Satnav took me straight to Dunglas Avenue, but Hodgson’s house wasn’t so easy to find. The street was a short cul-de-sac, and none of the dozen bungalows had numbers, only names. I looked at them all, one by one, but couldn’t see Ailsa View anywhere. Puzzled, I thought about calling Luisa to recheck the address, but before I could do that, I was hailed by a white-haired lady in a tweed skirt and heavy purple jumper, standing in the doorway of a little dwelling called Barrhead.
‘Excuse me,’ she called out. ‘You look lost. Can I help you?’

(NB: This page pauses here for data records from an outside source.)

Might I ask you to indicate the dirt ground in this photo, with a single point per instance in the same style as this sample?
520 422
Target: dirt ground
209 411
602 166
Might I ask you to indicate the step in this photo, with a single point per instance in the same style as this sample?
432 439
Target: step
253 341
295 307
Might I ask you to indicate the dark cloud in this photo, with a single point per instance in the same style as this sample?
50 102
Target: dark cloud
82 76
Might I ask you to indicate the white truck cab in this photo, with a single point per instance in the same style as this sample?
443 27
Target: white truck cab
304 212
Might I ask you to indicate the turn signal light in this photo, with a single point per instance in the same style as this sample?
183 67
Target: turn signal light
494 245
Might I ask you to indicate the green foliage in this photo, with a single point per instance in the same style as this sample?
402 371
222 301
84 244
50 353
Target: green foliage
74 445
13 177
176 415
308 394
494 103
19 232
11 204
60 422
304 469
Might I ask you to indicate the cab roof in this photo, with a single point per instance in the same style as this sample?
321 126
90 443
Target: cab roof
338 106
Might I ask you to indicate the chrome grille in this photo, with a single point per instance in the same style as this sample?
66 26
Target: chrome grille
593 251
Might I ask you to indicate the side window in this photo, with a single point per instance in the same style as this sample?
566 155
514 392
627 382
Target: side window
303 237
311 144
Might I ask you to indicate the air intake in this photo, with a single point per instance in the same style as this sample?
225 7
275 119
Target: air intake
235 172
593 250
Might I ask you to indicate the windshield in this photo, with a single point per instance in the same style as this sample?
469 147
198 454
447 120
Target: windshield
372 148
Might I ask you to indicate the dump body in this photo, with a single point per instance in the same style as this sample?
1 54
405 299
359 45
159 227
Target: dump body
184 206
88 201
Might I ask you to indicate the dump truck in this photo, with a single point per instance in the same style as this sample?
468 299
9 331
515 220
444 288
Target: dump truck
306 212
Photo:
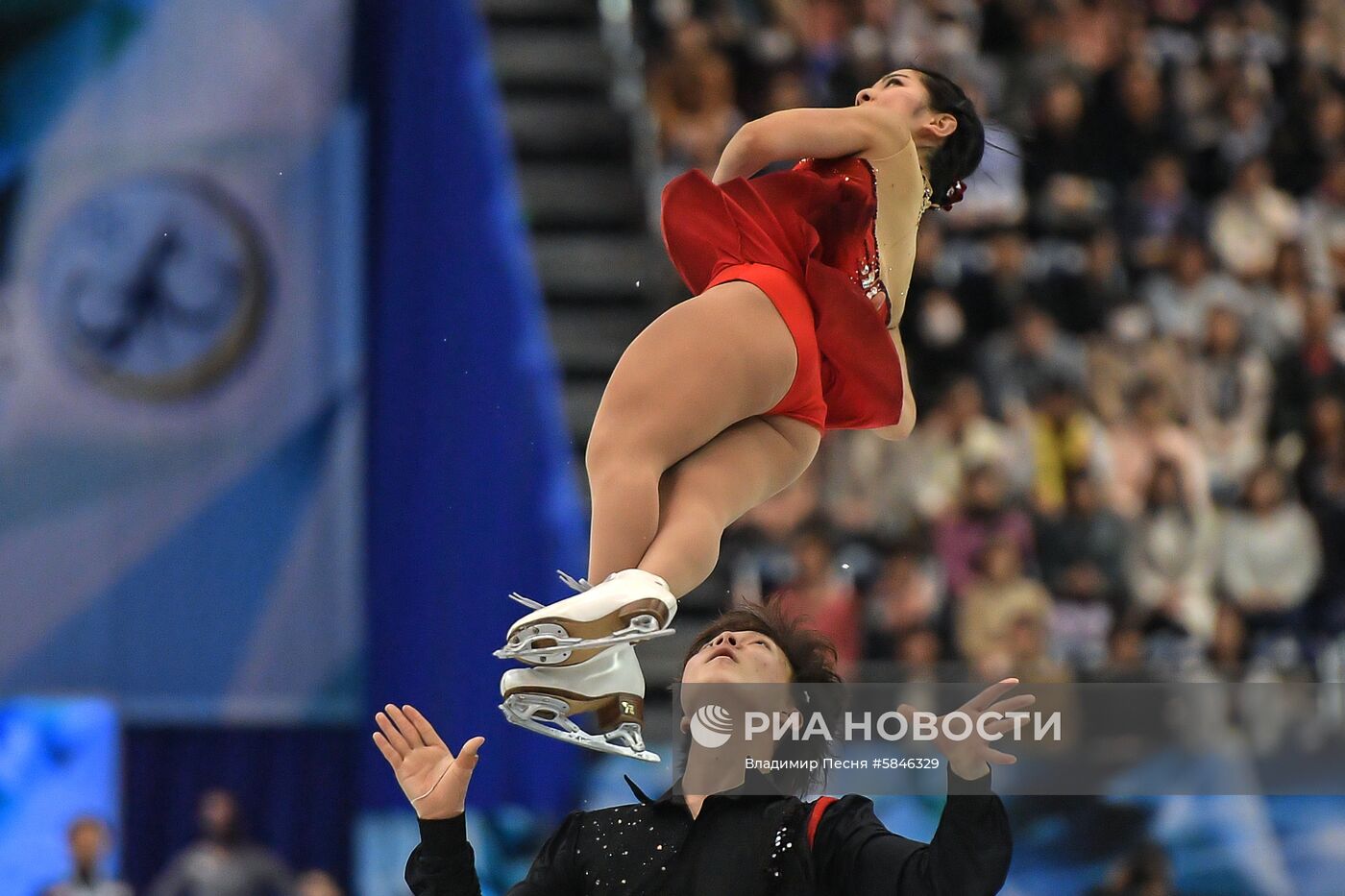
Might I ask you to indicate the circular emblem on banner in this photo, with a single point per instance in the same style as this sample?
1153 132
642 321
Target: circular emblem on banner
155 285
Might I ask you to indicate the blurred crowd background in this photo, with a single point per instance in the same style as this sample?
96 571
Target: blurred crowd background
1126 343
306 308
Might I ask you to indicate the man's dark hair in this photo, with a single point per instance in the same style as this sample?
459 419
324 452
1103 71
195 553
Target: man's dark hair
813 660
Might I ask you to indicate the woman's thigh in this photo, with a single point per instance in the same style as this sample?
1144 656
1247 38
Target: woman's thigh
740 469
702 366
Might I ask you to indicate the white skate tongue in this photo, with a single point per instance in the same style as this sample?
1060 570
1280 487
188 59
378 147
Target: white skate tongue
577 584
526 601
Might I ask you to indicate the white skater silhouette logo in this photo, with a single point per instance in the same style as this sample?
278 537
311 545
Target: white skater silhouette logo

‘Possibly,’ I replied, walking to the end of her short garden path. ‘I’m trying to locate a house called Ailsa View and a man named Hodgson. I was told it was in this street, but I can’t see any sign of it.’

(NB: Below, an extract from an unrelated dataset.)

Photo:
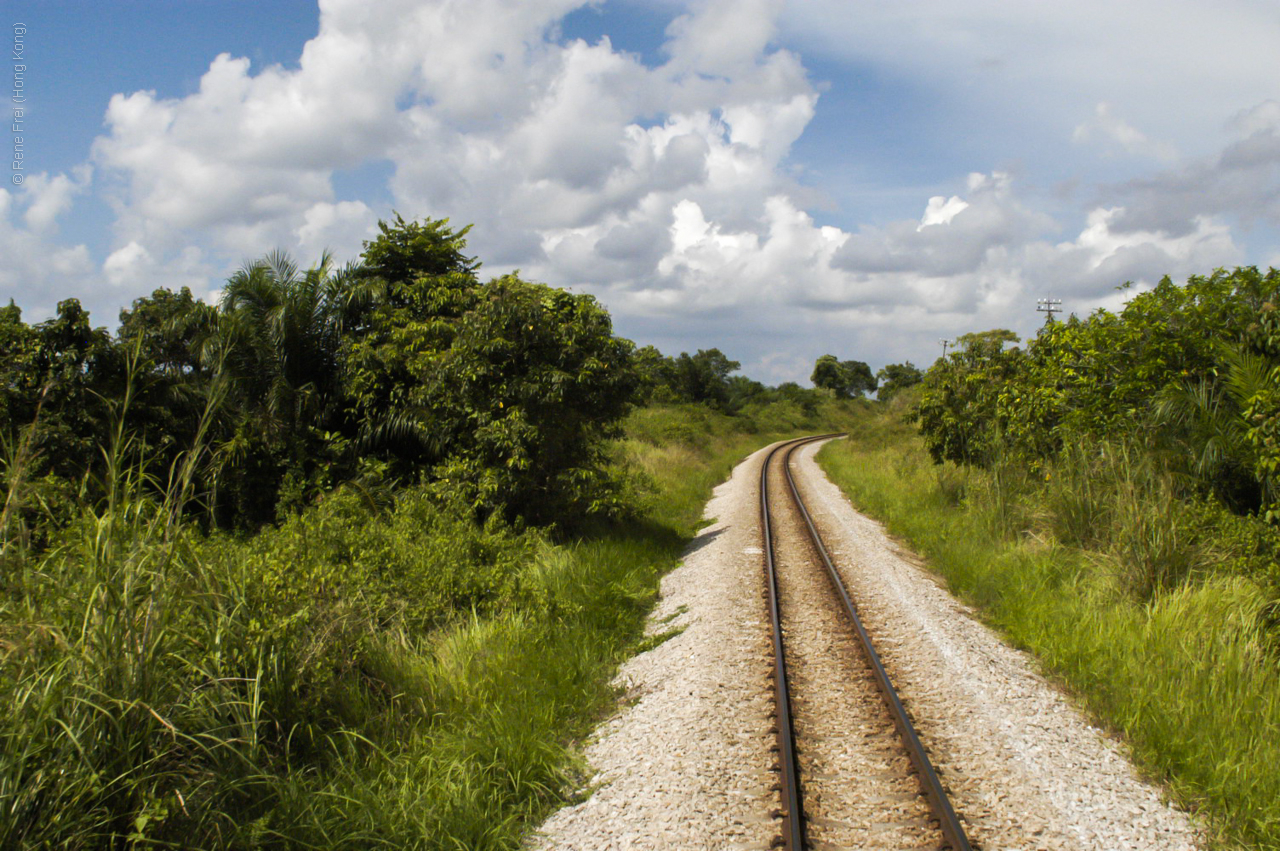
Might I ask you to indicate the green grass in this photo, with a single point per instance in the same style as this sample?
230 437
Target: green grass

‘Not surprising,’ she said. ‘It’s pretty well hidden. If you go to the end of the street, there’s a house called Lindisfarne. It looks as if it has a double driveway, but in fact half of it leads to Ailsa View. It’s hidden behind it. Hodgson,’ she repeated. ‘That’s the chap’s name, is it? Funny, isn’t it, that you can live in a street as short as this one for twenty-five years, and still you don’t know all your neighbours. No wonder they call him the Hermit.’ She laughed. ‘Maybe he should change the name to “The Hermitage”. More appropriate than “Ailsa View”. You don’t get a glimpse of the Ailsa Craig from here.’
I thanked her and followed her direction. She was right; at first glance I’d taken the gravel driveway as leading into Lindisfarne. It was only when I was close to it that I saw the bifurcation and the curve beyond it.
I followed it, the stones crunching beneath my feet, until Hodgson’s place came into view, facing at ninety degrees to the one in front. It wasn’t much of a house, smaller than any other in the street; it had a garden, or rather a grassy area in front that didn’t come close to resembling a proper lawn. I wondered if the owner of Lindisfarne had cashed in on half of his plot, but the place looked as old as any of its neighbours and in a poorer state of repair. Whoever developed the land had jammed it into maximise profit, I decided.